Les années 1970 s’emballent. Bien plus qu’un simple mannequin, Marisa est la muse du Studio 54 et entraîne avec elle la faune new-yorkaise la plus exubérante. Le Harper’s Bazaar la décrit alors comme un « séismographe », une machine à repérer les tendances, les looks, les adresses, les gens. Tout ce qu’elle touche se transforme en hype. Elle parcourt l’Inde avec les**Beatles**et Mia Farrow, découvre le yoga et la méditation. Yves Saint Laurentla nomme it girl de la décennie. Sa sœur Berry, mannequin et photographe épouse l’icône Anthony Perkins en 1973. Marisa, elle, épouse en 1976 le millionnaire américain James Randall, le père de sa fille. C’est la mariage de l’année : 800 invités dans leur Mansion de Beverly Hills avec une affiche digne d’un casting de Hollywood : Jack Nicholson et Angelica Huston, Tony Curtis, Ryan O’Neal, Liza Minnelli, George Hamilton. Valentino lui repasse sa robe, Andy Warhol s’amuse à faire des photos. Mais la noce tourne vite au vinaigre. « Après ce tourbillon, il y a eu une période très très difficile. Aujourd’hui, je suis plus sereine, plus saine, plus en paix, plus équilibrée, avec moins de choses qui encombrent ma vie. Afin de bien fonctionner, il faut aussi être très discipliné. C’est la première chose que Diana Vreeland m’a apprise », se remémore-t-elle aujourd’hui.

Les épreuves n’ont pas épargné Marisa Berenson qui a perdu son père en pleine adolescence, sa sœur Berry dans le crash du vol AA11, le premier avion qui a heurté le World Trade Center.
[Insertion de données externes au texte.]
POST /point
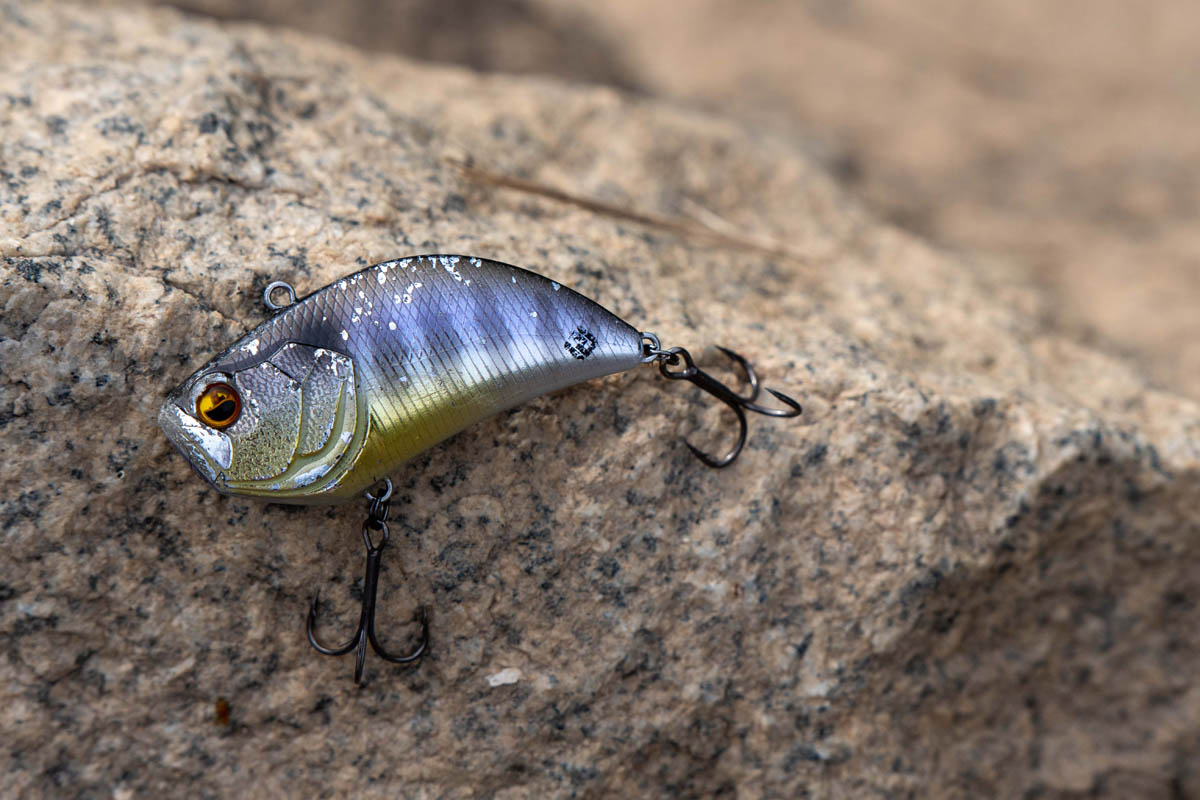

Elle a traversé deux mariages difficiles (le second en 1982 avec l’avocat Richard Golub dont Andy Warhol dira dans ses mémoires « C’est juste un autre mec qui cherche une jolie fille pour être dans les journaux »), a élevé sa fille seule, et survécu à un grave accident de voiture au Brésil. « Je suis quelqu’un de fragile et forte à la fois, j’ai toujours su ce que je voulais. Évidemment je suis tombée, je me suis relevée, je me suis cassée la figure, j’ai traversé des expériences de vie absolument tragiques et dramatiques mais le corps de mon être est resté tel quel. C’est ce qui fait que j’ai survécu et que je suis encore là pour raconter l’histoire. En bonne santé ! Si je n’avais pas eu ça, je serais morte ou détruite par la vie. Parallèlement à cette carrière fulgurante et à ce tourbillon extraordinaire qu’était ma vie alors, j’ai pu garder ma santé mentale. Ce qui m’a sauvée, c’est cette volonté d’évoluer vers la lumière, l’amélioration et la construction de mon être. Ça s’appelle l’instinct de survie. Je pense que je suis née avec ça. »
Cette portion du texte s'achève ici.